Tenants Protest Condos "DELIVERED VACANT"
The tenants at 225 Steiner were all evicted some months ago under the "Ellis Act"-the latest loophole around rent control and eviction protections. Now their apartments are being sold as condominiums. An advertisement for the units says the three apartments can each be bought for between $350,000-$550,000. ALL VACANT!!, the ad proclaims. In the same newspaper, six units at 71 Webster St are advertised as VACANT TICS!!; those tenants, too, had been evicted under the Ellis Act.
Using loopholes in San Francisco’s condominium conversion law, real estate speculators are evicting over 1,000 tenants each year for the purpose of converting the apartments to condos. In virtually each conversion, it’s low-income tenants paying affordable rents who are displaced so that the wealthy dot-commers moving into the city can buy their apartments.
Fed up with the epidemic of evictions for condo conversions, about 100 tenants marched through the Lower Haight neighborhood on May 21, marching by and stopping at over half-a-dozen buildings being converted to condos. Each building was either empty of tenants or being promised to buyers as DELIVERED VACANT! Tenants culminated the march with a 2 hour picket of an ongoing open-house, where the empty units were being shown to well-heeled prospective buyers.
The march was designed to highlight how many evictions are happening for condo conversions (there were over eight buildings within 2 blocks of the Haight and Fillmore intersection) and to highlight how real estate speculators are emptying buildings and making huge profits off condo conversions.
On one block of Scott Street, tenants stopped at 3 buildings.

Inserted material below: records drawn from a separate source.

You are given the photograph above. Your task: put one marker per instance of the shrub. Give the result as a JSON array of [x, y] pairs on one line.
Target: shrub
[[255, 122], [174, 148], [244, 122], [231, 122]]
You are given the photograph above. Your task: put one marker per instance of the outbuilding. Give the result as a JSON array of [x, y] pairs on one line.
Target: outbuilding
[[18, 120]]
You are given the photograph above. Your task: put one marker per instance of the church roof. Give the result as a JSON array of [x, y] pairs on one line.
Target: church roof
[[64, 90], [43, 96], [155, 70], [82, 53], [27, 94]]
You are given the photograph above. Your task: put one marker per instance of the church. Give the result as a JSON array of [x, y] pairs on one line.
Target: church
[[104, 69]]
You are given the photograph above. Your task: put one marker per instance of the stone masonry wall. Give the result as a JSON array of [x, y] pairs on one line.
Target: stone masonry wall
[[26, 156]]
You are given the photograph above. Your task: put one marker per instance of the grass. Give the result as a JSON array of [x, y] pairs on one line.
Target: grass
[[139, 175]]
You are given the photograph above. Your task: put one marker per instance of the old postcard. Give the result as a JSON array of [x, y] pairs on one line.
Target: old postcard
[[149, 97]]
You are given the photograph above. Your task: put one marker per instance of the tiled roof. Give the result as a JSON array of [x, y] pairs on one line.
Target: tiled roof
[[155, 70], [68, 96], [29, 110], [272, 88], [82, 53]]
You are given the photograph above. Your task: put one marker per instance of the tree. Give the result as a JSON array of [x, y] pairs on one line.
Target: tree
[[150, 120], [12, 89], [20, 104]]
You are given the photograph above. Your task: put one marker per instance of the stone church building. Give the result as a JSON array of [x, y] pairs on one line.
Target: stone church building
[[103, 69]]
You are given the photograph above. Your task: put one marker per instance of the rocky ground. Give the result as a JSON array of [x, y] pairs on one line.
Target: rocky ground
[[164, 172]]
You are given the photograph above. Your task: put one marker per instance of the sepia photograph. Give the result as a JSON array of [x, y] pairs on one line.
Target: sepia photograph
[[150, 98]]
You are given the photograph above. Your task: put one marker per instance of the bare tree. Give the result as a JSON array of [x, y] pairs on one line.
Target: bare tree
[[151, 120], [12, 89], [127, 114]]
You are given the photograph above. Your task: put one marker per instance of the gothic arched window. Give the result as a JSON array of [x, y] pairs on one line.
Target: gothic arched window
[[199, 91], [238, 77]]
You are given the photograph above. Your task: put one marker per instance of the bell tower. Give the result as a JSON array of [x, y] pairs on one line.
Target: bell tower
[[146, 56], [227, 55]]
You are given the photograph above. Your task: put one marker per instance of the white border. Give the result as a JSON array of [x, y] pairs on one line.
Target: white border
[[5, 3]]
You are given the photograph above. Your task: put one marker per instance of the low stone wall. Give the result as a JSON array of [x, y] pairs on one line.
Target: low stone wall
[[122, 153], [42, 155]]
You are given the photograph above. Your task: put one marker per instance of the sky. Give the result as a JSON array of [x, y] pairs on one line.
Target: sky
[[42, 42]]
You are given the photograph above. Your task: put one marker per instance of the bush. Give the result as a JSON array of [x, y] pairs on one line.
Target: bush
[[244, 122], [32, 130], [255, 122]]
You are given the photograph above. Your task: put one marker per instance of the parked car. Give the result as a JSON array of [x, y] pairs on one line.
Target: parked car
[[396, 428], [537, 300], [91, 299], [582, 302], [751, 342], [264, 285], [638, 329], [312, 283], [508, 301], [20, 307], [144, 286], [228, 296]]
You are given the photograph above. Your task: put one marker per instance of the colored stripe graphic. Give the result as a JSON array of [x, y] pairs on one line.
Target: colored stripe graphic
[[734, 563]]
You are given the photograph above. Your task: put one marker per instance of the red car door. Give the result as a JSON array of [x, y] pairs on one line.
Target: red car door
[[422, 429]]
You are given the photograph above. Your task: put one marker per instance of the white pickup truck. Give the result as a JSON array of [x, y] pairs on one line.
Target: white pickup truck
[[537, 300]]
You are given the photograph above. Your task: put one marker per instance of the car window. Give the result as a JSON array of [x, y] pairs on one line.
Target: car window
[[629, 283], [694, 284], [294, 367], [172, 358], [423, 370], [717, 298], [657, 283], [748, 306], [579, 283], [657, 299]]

The first, a 4 unit building, was empty following an Ellis eviction. Units were being sold as condos for around $300,000 each. Two doors up, at another 4 unit building, the tenants were literally moving as the march arrived. Having all received Ellis evictions, the remaining tenants were moving stuff out of their apartments onto a moving truck (and leaving much behind on the sidewalk), providing great visual material for the accompanying media. All of the tenants were leaving San Francisco, unable to afford the high rents here.
The last building on this short block was an already-completed condo conversion and it provided a crystal-clear example of how tenants are being evicted so real estate speculators can get rich. This building was converted to condos by Bonnie Spindler, a realtor who works for Zephyr Realty. Spindler owns a bunch of property and has done a couple of "owner move in" evictions, another scam to kick tenants out for condo conversions. Spindler bough the Scott Street building for $430,000 and immediately evicted the tenants. She then sold off the empty units for a total of $960,000-a profit of over half-a-million dollars!!
Besides highlighting these evictions-for-profit, tenants also wanted to being attention to a pending November ballot measure which will close up the loopholes in the city’s condo conversion law. Supposedly, condo conversions (and the accompanying evictions) are limited to just 200 a year, but loopholes in this law mean that each year there’s well over 1,000 such condo conversions. The real estate speculators avoid the cap on condo conversions by selling units as condos but hiding the sale of the individual units on the deed; the proposed ballot measure requires that whenever a unit is sold as a condo it must be recorded as such on the deed. Besides closing the loopholes, the measure will also make permanent the annual 200 unit cap on condo conversions (a cap which is set to expire this December and which Mayor Willie Brown has indicated that he will let expire or will increase it to over 1,000). Tenants right now are collecting signature to place the measure on ballot.
The campaign to highlight the real estate speculators who make their living by evicting tenants will continue over the Summer. On June 3, tenants will be picketing Zephyr Realty, which is very active in evictions and condo conversions. Zephyr, for example, advises its clients (in a recent newsletter) that a building emptied of tenants will sell for 20% more than a building which has tenants living in it. Tenants will also be targeting more and more condo "Open Houses," setting up picket lines to educate prospective buyers that they condo they want to buy is available only because people with lesser income were out on the street.